With Budget 48 Days Overdue, Paterson Ups Threats to Pols

New York Gov. David Paterson says he may force lawmakers to skip their state political conventions to craft and pass a state budget that's now 48 days overdue.

Paterson says he may also continue to operate the state on weekly bare-bones spending measures throughout the year if necessary. The emergency bills authorizing that spending put lawmakers in a bind because the law requires them to accept what the governor sends them or shut down government.

The Democratic governor also asked legislative leaders to start conference committees. That would involve rank-and-file lawmakers in public meetings to hash out the budget rather than just leaders in closed-door meetings.

The state faces a $9 billion deficit.

The leaders met Tuesday and agreed there has been little progress since the budget was due April 1.

 Paterson said Monday he may have to lay off state workers because of a fiscal crisis that he predicts will also lead to the defeat of many local school budgets Tuesday.

With private negotiations stalled and the possibility of one of the latest budgets in years, Paterson called Tuesday's first public leaders' meeting in months.

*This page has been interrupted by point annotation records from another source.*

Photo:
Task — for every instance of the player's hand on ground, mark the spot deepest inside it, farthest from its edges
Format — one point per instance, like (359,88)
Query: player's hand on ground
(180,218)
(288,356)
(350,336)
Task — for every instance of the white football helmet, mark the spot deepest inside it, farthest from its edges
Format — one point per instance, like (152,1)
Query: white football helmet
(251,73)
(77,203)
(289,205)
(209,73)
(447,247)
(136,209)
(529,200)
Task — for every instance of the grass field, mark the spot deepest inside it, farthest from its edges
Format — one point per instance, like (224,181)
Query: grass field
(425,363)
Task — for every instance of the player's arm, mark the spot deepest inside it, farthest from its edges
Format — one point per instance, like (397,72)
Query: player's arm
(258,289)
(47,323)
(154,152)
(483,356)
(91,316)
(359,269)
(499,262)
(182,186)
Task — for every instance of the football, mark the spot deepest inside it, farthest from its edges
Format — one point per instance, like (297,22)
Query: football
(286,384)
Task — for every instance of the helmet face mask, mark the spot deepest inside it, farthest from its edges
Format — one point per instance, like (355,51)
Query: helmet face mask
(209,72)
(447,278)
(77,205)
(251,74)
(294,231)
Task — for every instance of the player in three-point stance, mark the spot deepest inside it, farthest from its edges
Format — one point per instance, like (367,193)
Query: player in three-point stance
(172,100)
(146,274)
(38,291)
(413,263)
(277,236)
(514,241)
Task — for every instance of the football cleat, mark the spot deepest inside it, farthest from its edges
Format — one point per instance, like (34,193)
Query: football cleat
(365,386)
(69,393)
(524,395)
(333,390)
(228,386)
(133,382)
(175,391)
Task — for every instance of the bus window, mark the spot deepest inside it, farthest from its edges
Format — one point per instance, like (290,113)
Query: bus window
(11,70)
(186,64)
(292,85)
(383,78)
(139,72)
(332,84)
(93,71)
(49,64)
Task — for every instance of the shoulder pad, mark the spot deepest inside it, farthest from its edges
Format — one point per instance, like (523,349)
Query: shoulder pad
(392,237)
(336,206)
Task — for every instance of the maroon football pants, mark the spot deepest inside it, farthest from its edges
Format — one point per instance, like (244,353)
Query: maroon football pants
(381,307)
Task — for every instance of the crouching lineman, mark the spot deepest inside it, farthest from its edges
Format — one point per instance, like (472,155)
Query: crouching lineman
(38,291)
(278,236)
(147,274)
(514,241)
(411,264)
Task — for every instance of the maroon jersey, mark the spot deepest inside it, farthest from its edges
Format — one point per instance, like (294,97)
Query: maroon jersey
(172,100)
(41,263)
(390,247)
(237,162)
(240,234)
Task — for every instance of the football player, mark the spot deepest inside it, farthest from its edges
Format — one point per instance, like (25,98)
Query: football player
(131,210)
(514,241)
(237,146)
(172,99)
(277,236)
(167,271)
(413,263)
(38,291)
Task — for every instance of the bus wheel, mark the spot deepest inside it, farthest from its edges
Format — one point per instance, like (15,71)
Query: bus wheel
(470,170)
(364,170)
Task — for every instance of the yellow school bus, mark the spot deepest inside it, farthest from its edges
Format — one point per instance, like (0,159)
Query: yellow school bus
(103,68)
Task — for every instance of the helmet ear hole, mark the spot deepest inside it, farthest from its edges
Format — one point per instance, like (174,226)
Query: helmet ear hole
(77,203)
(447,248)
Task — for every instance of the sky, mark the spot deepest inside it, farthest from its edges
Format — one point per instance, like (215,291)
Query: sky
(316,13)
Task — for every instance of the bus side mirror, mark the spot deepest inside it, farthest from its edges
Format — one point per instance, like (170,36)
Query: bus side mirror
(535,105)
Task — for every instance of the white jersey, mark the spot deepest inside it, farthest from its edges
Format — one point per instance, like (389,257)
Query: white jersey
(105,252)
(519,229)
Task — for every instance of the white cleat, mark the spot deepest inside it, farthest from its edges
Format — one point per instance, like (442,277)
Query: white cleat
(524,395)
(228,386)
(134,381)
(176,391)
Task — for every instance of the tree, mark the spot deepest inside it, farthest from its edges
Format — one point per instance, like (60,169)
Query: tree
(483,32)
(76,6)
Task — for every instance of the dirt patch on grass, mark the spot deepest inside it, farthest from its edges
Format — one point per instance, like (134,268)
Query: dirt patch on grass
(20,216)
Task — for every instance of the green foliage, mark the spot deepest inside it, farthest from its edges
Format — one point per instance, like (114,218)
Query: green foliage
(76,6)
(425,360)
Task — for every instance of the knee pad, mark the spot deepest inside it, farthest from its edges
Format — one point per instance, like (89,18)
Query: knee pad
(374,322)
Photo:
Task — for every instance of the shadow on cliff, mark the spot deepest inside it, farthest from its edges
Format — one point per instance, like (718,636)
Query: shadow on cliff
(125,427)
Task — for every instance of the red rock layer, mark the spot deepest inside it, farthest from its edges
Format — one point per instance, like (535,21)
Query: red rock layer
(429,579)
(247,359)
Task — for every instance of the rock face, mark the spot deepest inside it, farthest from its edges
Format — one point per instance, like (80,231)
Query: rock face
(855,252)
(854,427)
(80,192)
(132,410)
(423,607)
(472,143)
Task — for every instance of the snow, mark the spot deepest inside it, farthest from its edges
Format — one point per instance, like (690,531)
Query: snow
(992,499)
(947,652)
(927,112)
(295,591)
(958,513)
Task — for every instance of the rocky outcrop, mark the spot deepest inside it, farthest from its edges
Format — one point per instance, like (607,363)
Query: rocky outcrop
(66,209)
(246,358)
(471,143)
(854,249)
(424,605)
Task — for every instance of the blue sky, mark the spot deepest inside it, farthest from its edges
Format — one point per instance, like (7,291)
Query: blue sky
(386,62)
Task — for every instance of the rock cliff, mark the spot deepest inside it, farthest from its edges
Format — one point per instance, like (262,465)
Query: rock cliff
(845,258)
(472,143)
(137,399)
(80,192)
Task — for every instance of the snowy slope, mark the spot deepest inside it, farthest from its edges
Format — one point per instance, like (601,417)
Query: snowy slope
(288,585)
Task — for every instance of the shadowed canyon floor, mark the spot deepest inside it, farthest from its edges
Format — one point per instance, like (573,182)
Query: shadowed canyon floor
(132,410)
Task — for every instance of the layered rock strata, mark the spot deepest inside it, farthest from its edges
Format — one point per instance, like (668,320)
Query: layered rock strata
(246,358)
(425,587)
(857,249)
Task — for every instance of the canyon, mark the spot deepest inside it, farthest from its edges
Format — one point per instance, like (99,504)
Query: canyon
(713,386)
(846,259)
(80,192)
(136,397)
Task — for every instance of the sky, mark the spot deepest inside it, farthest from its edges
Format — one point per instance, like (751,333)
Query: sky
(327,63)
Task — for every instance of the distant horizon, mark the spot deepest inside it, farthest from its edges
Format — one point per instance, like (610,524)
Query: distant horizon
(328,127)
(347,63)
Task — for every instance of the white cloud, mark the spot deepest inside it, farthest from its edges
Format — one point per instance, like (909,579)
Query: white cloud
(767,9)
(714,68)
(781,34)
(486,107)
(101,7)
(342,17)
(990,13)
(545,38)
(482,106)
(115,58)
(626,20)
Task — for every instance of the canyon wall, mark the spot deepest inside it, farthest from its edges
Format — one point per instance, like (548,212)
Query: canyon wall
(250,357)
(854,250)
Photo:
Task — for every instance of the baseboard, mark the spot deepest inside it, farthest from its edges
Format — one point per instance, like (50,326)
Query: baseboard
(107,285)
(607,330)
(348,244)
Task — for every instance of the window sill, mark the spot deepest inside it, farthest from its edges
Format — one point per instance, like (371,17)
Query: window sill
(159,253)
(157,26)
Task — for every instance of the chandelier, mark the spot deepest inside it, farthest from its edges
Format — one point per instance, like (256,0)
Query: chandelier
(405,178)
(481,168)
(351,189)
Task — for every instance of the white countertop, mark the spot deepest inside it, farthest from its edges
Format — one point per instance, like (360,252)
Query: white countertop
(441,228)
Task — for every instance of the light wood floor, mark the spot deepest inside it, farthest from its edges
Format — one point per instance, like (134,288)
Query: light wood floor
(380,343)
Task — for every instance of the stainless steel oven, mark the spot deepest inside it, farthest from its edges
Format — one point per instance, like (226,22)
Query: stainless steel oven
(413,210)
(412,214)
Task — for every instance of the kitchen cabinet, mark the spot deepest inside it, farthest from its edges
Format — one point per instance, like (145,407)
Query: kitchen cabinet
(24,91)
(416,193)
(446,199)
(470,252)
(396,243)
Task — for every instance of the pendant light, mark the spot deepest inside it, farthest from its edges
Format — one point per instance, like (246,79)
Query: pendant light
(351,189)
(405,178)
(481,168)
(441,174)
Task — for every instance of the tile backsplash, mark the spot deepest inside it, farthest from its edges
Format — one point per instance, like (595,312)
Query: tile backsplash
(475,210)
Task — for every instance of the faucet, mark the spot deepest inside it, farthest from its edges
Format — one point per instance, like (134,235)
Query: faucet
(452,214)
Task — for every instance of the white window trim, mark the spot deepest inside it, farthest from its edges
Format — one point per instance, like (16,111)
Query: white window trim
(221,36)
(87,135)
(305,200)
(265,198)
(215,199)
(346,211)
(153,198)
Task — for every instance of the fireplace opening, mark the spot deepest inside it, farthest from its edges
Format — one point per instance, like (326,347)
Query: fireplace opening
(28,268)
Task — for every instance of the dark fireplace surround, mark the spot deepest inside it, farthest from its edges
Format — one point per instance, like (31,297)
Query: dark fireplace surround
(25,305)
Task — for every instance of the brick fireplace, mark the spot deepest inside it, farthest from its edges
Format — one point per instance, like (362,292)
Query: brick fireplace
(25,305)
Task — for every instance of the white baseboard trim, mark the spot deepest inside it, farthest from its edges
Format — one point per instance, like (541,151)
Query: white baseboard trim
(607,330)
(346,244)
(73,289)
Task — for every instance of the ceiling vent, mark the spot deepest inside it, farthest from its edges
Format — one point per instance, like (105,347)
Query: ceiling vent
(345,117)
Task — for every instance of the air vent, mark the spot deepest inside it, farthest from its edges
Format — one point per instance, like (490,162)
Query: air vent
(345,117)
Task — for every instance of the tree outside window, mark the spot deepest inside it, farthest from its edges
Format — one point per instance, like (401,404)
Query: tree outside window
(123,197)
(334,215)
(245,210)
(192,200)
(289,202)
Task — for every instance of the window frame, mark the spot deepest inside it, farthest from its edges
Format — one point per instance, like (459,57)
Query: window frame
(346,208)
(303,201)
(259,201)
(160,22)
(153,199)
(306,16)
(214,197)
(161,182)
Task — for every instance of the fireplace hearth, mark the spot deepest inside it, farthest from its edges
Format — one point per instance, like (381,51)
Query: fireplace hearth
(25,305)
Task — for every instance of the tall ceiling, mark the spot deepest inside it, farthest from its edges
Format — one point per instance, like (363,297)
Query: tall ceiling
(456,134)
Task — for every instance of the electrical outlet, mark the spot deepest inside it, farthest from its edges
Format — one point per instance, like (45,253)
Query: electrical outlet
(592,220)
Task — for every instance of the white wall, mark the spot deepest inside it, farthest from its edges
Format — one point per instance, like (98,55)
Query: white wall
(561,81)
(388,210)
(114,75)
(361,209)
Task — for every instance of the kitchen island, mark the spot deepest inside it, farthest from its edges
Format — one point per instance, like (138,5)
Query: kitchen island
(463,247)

"I think we have a better framework of understanding where we have to be," said Assembly Speaker Sheldon Silver, a Manhattan Democrat, after private talks with Paterson and the Senate leader over the weekend. "Time is of the essence."

A lack of a 2010-11 budget that was due April 1 has delayed payments to schools and funding for state construction projects, local governments and nonprofit groups that carry out social services. Now the Legislature appears unwilling to change state law to allow Paterson to miss a June 1 deadline for paying billions of state aid to public schools. Paterson proposed delaying the payments until the end of June, a critical time for school payrolls.

"We're talking about laying off (and) furloughing workers," Paterson said Monday. He spoke at the opening of a new park in New York City even as he cuts services at most upstate parks and closes some to cut expenses.

Paterson said there's no plan yet for layoffs, but there is talk in his administration.